Dalam sejumlah rapat kerja dan forum resmi, berkembang aspirasi agar koperasi desa diberi ruang tumbuh yang lebih besar di tengah persaingan usaha.
Namun demikian, diskursus tersebut bukanlah keputusan formal DPR, melainkan bagian dari pembahasan kebijakan untuk memperkuat ekonomi kerakyatan.
Secara nasional, pemerintah terus mendorong penguatan koperasi dan UMKM sebagai tulang punggung ekonomi rakyat.
Berdasarkan data Kementerian Koperasi dan UKM, UMKM menyumbang lebih dari 60 persen terhadap Produk Domestik Bruto (PDB) nasional dan menyerap sekitar 97 persen tenaga kerja. Sementara itu, pengembangan koperasi desa menjadi bagian dari agenda pemerataan ekonomi dan pengentasan kemiskinan berbasis komunitas.
Dalam konteks itulah muncul gagasan agar ekosistem usaha di desa lebih berpihak pada pelaku usaha lokal.
Namun Said Abdullah menegaskan, penguatan koperasi tidak boleh dimaknai sebagai upaya mematikan usaha lain.

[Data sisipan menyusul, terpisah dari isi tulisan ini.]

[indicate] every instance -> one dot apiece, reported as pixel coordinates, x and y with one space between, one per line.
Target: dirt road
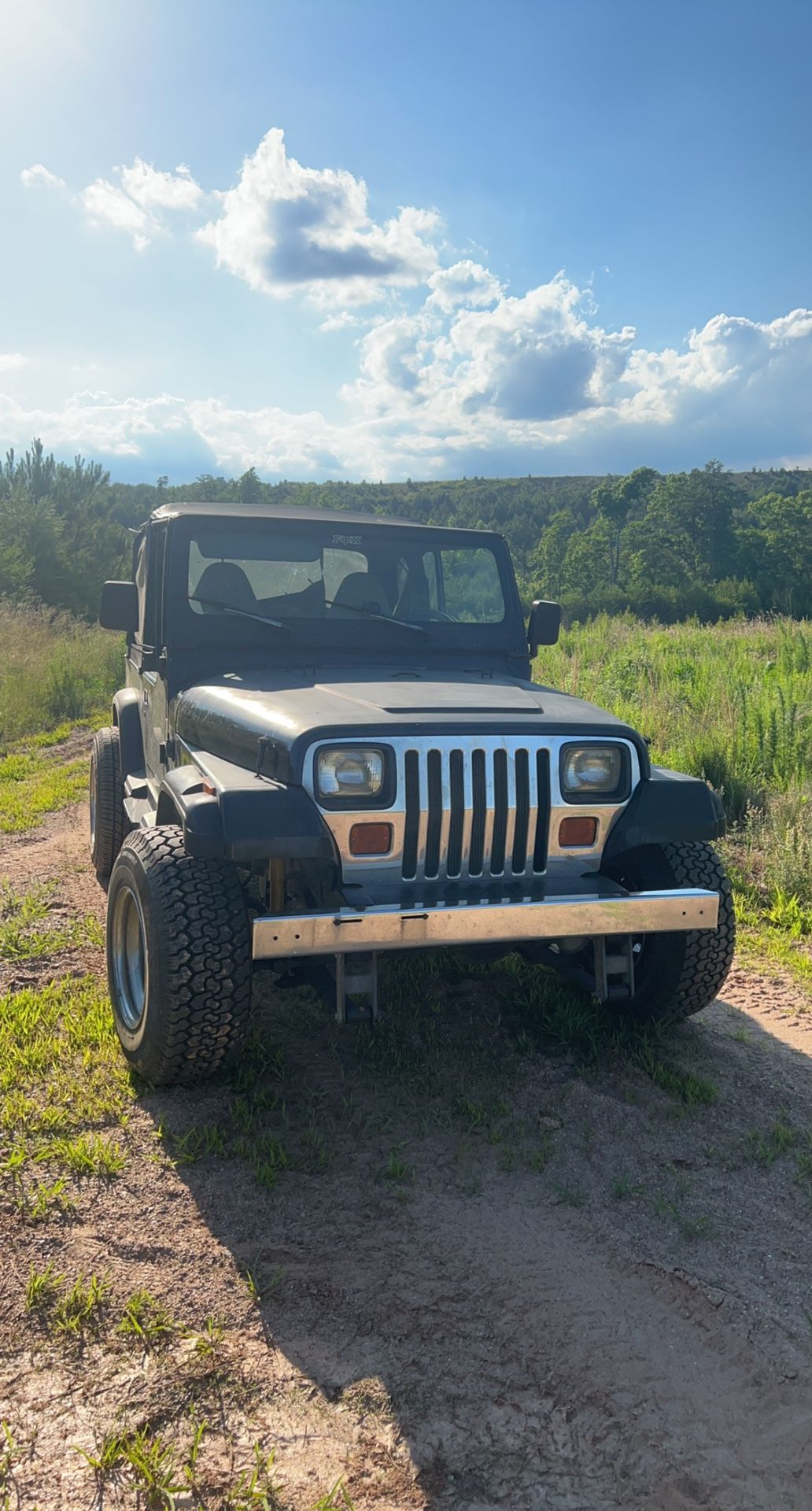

“Kita membangun ekonomi desa secara kolaboratif, bukan konfrontatif. Koperasi harus diperkuat, UMKM harus didorong naik kelas, tetapi pada saat yang sama kepastian hukum dan iklim investasi tetap harus dijaga. Ekonomi Pancasila mengajarkan keseimbangan, bukan pertentangan,” tegasnya.